Defendant was stopped for speeding, and he was found without a license. The police didn’t arrest him, just ticketed him. Impounding his car and inventorying it was unreasonable under the circumstances, and this was not a reasonable exercise of the community caretaking function. Defendant’s car was on the side of the road, and he was two miles from home. He could call for assistance or walk home. The fact the department policy was to impound didn’t make it reasonable. State v. Brooks, 2020 WI 60, 2020 Wisc. LEXIS 139 (June 25, 2020):
[*P21] Finally, the State says the deputies “reasonably exercised their community caretaker function in towing the car and inventorying it, because they did so according to reasonable standard criteria articulated by the Milwaukee County Sheriff’s Department[.]” Although this part of the State’s argument is not entirely clear, it appears to suggest that compliance with the Department’s standardized policy means, ipso facto, that the deputies were acting as community caretakers. But compliance with an internal policy has nothing to do with whether they were acting in that role when they impounded the car. A standardized policy may provide some evidence that the police performed their community caretaker role reasonably, but it cannot establish the predicate—that they were acting as community caretakers. As we observed in State v. Guy, 172 Wis. 2d 86, 100, 492 N.W.2d 311 (1992), law enforcement policies cannot substitute for a case-by-case application of constitutional requirements to the facts at hand. Even if we were to accept that there is a Departmental policy that explicitly requires impoundment under these circumstances, the policy’s existence is not evidence that the deputies were acting as community caretakers.
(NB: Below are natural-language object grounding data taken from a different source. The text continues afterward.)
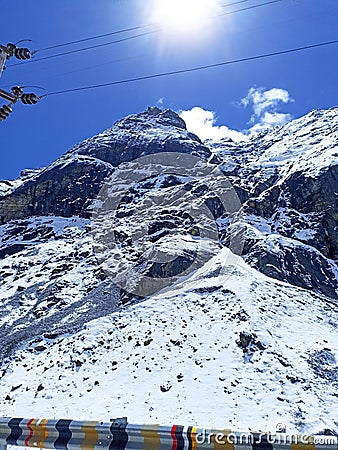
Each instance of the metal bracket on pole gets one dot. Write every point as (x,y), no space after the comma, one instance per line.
(3,57)
(10,97)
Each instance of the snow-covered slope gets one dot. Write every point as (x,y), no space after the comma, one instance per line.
(223,345)
(180,357)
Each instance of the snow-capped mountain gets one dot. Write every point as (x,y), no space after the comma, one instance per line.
(244,333)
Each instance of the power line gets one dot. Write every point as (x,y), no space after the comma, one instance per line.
(251,7)
(195,69)
(87,48)
(124,30)
(137,35)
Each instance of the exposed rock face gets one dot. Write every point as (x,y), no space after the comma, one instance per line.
(262,344)
(286,179)
(289,188)
(69,185)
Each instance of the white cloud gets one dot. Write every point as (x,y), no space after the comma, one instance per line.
(202,122)
(265,104)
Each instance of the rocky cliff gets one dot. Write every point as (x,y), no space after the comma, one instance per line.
(245,233)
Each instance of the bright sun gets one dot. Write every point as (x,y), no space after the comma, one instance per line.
(184,16)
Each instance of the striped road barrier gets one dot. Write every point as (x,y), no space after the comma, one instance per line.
(118,434)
[*P22] So neither Opperman, nor Asboth, nor the alleged Departmental policy tells us that the deputies were acting as community caretakers when they impounded Mr. Brooks’ vehicle. On the other hand, State v. Clark, 2003 WI App 121, 265 Wis. 2d 557, 666 N.W.2d 112, provides a closer analogy and more helpfully illuminates the limitations of the community caretaker doctrine in the vehicular context. There, police responded to a report of shots fired and, upon arrival at the scene, discovered a spent shell casing several feet from an unlocked and unoccupied vehicle. Id., ¶¶2-4. The police had reason to believe Mr. Clark had been driving the car earlier that day, but found that it was registered to someone else. Id., ¶4. Although the vehicle was neither damaged nor illegally parked, the police impounded it for safekeeping simply because it was unlocked and unattended. Id. The court of appeals rejected the State’s argument that Opperman justified impounding the vehicle under those circumstances as an exercise of the community caretaker function. Clark, 265 Wis. 2d 557, ¶22. It observed that the situation presented none of the “typical public safety concerns” identified in Opperman. Clark, 265 Wis. 2d 557, ¶22. Specifically, it said the vehicle was not “(1) involved in an accident; (2) interrupting the flow of traffic; (3) disabled or damaged; (4) violating parking ordinances; or (5) in any way jeopardizing the public safety or the efficient movement of vehicular traffic.” Id. To the contrary, the vehicle was “legally parked and undamaged” and therefore “posed no apparent public safety concern.” Id. This case does not even rise to Clark’s level of concern. Mr. Brooks was not under arrest when the deputies chose to impound his vehicle, so he could have stayed with his car after issuance of the traffic citations. If an unlocked, unattended car cannot justify a community caretaker seizure, an attended vehicle certainly cannot. This case presents even less of a caretaking need than Clark.
[*P23] We conclude the deputies were not acting as community caretakers when they decided to impound Mr. Brooks’ vehicle. To justify a seizure pursuant to this doctrine, the State must demonstrate the circumstances at hand called upon the police to perform one of their non-investigatory functions, such as protecting persons or property, providing first aid, intervening in a crisis, serving as a peacemaker, or otherwise acting as “‘society’s problem solvers when no other solution is apparent or available.'” Asboth, 376 Wis. 2d 644, ¶15 (citation omitted). But here there was no property or person in need of protection, no crisis, and no problem that did not have an apparent and available solution. There was just a man in a car on the side of a road making arrangements for someone to take him home. Consequently, the State has not “articulated an objectively reasonable basis under the totality of the circumstances for the community caretaker function[.]” Kramer, 315 Wis. 2d 414, ¶36.